Guardrails

Two-stage guardrail system for AI response quality

Two-Stage Guardrail System #

Overview #

Hay uses a sophisticated two-stage guardrail system to ensure AI responses serve company interests while maintaining factual accuracy. This system replaces the previous single-stage confidence guardrail with a more pragmatic, company-focused approach.

Architecture #

flowchart TD
  A["fa:fa-robot AI Response Generated"]

  A --> B

  subgraph B["fa:fa-shield-halved  Stage 1: Interest Protection"]
    direction TB
    B1["Does this response harm<br/>company interests?"]
  end

  B -->|"fa:fa-xmark BLOCK"| ESC["fa:fa-user Escalate to Human"]
  B -->|"fa:fa-check PASS"| C{"Requires<br/>Fact Check?"}

  C -->|"No"| DEL1["fa:fa-paper-plane Deliver Response"]
  C -->|"Yes"| D

  subgraph D["fa:fa-magnifying-glass  Stage 2 · Fact Grounding"]
    direction TB
    D1["Are company-specific claims<br/>grounded in documents?"]
    D2["Grounding 60% · Retrieval 30% · Certainty 10%"]
    D1 --- D2
  end

  D -->|"High ≥0.8"| DEL2["fa:fa-paper-plane Deliver"]
  D -->|"Medium 0.5–0.8"| REC["fa:fa-rotate Recheck"]
  D -->|"Low <0.5"| ESC2["fa:fa-user Escalate"]

  style A fill:#e8f3ff,stroke:#568aff,color:#0a155c
  style ESC fill:#fdf3f3,stroke:#e88181,color:#8a2a2a
  style ESC2 fill:#fdf3f3,stroke:#e88181,color:#8a2a2a
  style DEL1 fill:#ecfdf5,stroke:#6ee7b7,color:#065f46
  style DEL2 fill:#ecfdf5,stroke:#6ee7b7,color:#065f46
  style REC fill:#fffbeb,stroke:#fbbf24,color:#78350f
  style C fill:#fff,stroke:#568aff,color:#0a155c

Stage 1: Company Interest Protection #

Purpose #

Block responses that harm company interests while allowing helpful, on-topic assistance.
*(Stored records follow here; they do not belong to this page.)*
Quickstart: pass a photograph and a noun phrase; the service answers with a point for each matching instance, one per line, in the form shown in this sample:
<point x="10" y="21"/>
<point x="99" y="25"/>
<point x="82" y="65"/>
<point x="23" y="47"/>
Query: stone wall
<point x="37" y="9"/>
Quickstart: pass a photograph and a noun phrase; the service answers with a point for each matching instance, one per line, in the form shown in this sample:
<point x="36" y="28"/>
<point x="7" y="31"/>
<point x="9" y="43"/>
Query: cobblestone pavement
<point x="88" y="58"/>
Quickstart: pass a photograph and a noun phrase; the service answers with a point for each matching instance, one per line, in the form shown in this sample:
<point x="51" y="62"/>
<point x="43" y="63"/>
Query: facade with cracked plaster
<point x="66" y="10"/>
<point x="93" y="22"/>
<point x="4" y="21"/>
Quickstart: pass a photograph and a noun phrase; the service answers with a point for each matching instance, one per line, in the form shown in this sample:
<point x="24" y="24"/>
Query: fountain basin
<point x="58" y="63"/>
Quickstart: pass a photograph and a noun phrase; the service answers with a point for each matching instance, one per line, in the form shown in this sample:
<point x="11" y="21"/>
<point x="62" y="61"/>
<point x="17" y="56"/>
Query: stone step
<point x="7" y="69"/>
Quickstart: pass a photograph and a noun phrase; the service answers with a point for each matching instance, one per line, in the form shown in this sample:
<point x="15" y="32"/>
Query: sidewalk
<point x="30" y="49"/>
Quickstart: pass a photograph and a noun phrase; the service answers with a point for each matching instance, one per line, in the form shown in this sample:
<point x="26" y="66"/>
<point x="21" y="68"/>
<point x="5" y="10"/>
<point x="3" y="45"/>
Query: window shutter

This is the primary guardrail - pragmatic and business-focused.

What Gets Blocked #

1. Off-Topic Responses (`violationType: "off_topic"`) #

Responses completely unrelated to the company's business domain.

Example (E-commerce):

❌ BLOCKED
Customer: "What's the weather like?"
AI: "Let me check the weather for your city. Which city are you in?"

✅ SHOULD BE
AI: "I can't help with weather information. Is there anything about our products I can help you with? Or would you like me to transfer you to a team member?"

2. Competitor Information (`violationType: "competitor_info"`) #

Generic information about competitors without company advantage.

Example:

❌ BLOCKED
Customer: "Tell me about your competitors"
AI: "Our main competitors include Company A, Company B. Company A offers great pricing and Company B has excellent customer service."

✅ ALLOWED (with company advantage)
AI: "While there are competitors in the market, we differentiate ourselves through [specific documented advantages from knowledge base]."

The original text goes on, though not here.